「新年早々、ケンカは止め止め。それでいいね?」
 ゼロスは頭を掻く。おろちはばつが悪そうに頷いた。

 しいなは再び溜息をつく。このところ、ゼロスとおろちは仲が悪い。顔を合わせる度にケンカしている。ゼロスはともかく、ふだん冷静沈着なおろちもムキになるのだ。理由など、しいなには皆目見当もつかない。



 3人は並んで歩き出した。お参りは済ませたので、境内の道を外に向かって歩き出す。
 しいなの歩幅は小さい。ミズホの盛装、振袖を着ているからだ。この盛装を見たときも一戦あった。初めてしいなの振袖姿を見て喜んだゼロスに、おろちは去年以前の振袖の柄を教えて張り合ったのだ。
 考えごとをしていたせいか、案の定、小石につまづく。それを両サイドからふたりの男が同時に支えた。
「ご、ごめん」
「ぼーっとしてんなよ」
「考えごとをしているからだ」
 謝るしいなに、男ふたりの声が重なった。もしかしたら、このふたりは似た者同士かもしれない。
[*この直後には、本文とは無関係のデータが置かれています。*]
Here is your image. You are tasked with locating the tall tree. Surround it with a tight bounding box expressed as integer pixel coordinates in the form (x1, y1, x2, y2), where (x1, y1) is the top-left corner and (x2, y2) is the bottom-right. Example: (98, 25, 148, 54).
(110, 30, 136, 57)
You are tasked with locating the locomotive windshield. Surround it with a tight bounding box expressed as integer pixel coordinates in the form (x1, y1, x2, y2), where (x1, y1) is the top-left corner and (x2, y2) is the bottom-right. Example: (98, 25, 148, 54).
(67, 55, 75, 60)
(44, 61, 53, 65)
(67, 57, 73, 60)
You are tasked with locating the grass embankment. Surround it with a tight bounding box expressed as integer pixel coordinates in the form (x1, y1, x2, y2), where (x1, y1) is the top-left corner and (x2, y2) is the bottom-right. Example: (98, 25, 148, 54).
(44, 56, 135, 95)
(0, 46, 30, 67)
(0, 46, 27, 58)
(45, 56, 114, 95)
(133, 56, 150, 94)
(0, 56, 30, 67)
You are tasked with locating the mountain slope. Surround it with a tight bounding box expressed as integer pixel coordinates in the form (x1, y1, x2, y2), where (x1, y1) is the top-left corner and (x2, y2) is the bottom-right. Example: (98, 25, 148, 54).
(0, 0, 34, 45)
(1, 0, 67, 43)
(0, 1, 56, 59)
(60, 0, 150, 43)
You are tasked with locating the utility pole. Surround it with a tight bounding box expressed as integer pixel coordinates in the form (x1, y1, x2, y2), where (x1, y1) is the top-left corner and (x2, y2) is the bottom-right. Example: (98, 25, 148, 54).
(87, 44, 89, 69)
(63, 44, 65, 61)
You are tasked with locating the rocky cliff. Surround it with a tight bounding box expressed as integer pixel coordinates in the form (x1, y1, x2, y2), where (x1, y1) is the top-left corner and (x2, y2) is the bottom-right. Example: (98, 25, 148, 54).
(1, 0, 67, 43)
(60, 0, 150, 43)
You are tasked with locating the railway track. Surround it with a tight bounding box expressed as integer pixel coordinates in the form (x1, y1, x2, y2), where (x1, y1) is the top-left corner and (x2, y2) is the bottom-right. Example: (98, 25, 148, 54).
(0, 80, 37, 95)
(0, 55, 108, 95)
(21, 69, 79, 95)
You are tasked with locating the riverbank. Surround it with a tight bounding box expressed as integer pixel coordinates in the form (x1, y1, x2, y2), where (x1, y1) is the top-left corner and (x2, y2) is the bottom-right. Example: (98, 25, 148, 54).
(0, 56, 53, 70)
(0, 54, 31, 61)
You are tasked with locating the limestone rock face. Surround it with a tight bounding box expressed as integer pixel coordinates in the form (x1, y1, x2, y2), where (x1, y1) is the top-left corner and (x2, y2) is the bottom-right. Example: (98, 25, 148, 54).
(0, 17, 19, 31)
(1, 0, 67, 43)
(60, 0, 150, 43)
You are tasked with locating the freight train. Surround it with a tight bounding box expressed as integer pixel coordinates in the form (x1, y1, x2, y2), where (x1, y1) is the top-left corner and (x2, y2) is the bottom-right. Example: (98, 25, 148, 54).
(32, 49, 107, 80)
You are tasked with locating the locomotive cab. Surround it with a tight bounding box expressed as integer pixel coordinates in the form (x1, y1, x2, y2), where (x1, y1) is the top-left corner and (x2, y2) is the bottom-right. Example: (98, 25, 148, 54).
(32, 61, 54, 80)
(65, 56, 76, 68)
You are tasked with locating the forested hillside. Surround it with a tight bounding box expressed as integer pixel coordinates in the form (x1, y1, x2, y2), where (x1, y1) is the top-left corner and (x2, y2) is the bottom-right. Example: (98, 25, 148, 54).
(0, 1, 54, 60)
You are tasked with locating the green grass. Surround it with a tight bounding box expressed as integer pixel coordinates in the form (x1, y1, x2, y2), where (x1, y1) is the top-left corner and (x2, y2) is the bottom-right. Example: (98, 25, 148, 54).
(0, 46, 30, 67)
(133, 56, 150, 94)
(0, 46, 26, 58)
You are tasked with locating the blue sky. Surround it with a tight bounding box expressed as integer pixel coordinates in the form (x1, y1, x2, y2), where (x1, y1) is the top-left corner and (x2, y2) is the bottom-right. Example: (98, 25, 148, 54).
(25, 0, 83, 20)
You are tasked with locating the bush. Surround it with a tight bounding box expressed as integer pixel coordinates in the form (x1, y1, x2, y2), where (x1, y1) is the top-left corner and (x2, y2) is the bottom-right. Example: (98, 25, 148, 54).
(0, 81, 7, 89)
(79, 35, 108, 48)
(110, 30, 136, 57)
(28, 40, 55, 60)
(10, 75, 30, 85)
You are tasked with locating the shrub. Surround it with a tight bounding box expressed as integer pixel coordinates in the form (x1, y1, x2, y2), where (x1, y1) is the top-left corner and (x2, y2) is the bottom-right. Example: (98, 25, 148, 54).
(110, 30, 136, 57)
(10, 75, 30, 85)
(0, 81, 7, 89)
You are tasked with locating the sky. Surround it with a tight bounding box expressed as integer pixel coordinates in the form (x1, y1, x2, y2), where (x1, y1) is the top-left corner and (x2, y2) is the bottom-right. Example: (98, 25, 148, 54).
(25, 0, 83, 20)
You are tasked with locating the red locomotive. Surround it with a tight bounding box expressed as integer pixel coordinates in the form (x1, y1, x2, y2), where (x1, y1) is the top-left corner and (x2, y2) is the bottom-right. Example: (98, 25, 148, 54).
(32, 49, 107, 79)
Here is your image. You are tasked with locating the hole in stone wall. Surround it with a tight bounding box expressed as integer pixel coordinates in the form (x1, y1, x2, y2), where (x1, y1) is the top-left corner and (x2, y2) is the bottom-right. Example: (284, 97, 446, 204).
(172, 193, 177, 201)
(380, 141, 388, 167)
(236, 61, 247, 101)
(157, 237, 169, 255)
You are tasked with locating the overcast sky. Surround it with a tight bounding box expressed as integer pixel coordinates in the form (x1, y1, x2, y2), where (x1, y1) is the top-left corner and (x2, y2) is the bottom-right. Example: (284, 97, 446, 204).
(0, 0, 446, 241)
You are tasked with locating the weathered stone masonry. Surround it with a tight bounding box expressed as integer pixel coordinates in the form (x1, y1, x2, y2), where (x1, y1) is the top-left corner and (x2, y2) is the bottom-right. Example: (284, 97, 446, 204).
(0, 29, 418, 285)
 段差を目の前にしたしいなに手を差し延べたのは、ゼロスのほうが早かった。こればっかりは流石と言うべきであろう。しいなは遠慮なく手を重ねた。
「ありがと」
「滅相もない、姫」
 その様子を黙って見ていたおろちは、しいなの腰に軽く手を添える。
「おろちも、ありがとね」
「構わん」
 わずかにゼロスがむっとしたが、何も言わなかった。
 段差を乗り越えて顔を上げる。しいなはこちらに向かって来る影に笑いかけた。
「おじいちゃ…、頭領。大丈夫ですか?」
 おじいちゃん、タイガおじさんと慕う、ミズホ頭領と副頭領。頭領イガグリ老は12年間続いた眠り病から目覚めたばかりであった。
「今日は天気もいいしのう。願い事をしに来たんじゃ」
「どうしてもと聞かなくてな。仕方なく連れて来たのだ」
「…私もご同行致しますか」
 おろちの申し出を、イガグリ老はやんわり断る。
「ワシには構わんでよい。タイガもおるしの」
「無理すんなよ、じーさん」
「ほんとだよ、おじいちゃん。まだ本調子じゃないんだから…」
 あくまでもくだけた口調のゼロスや、気を抜くとすぐに立場を忘れて距離を詰めるしいなに優しく笑いかけた。
「ほっほっ、心配かけてすまんのう。おまえはおまえで楽しく過ごせばよい。おろち、しいなを頼むぞ。ゼロス殿、またしいなに会いに来てやってくだされ」
 おろちは短く応えて頭を下げ、ゼロスはにやりと笑った。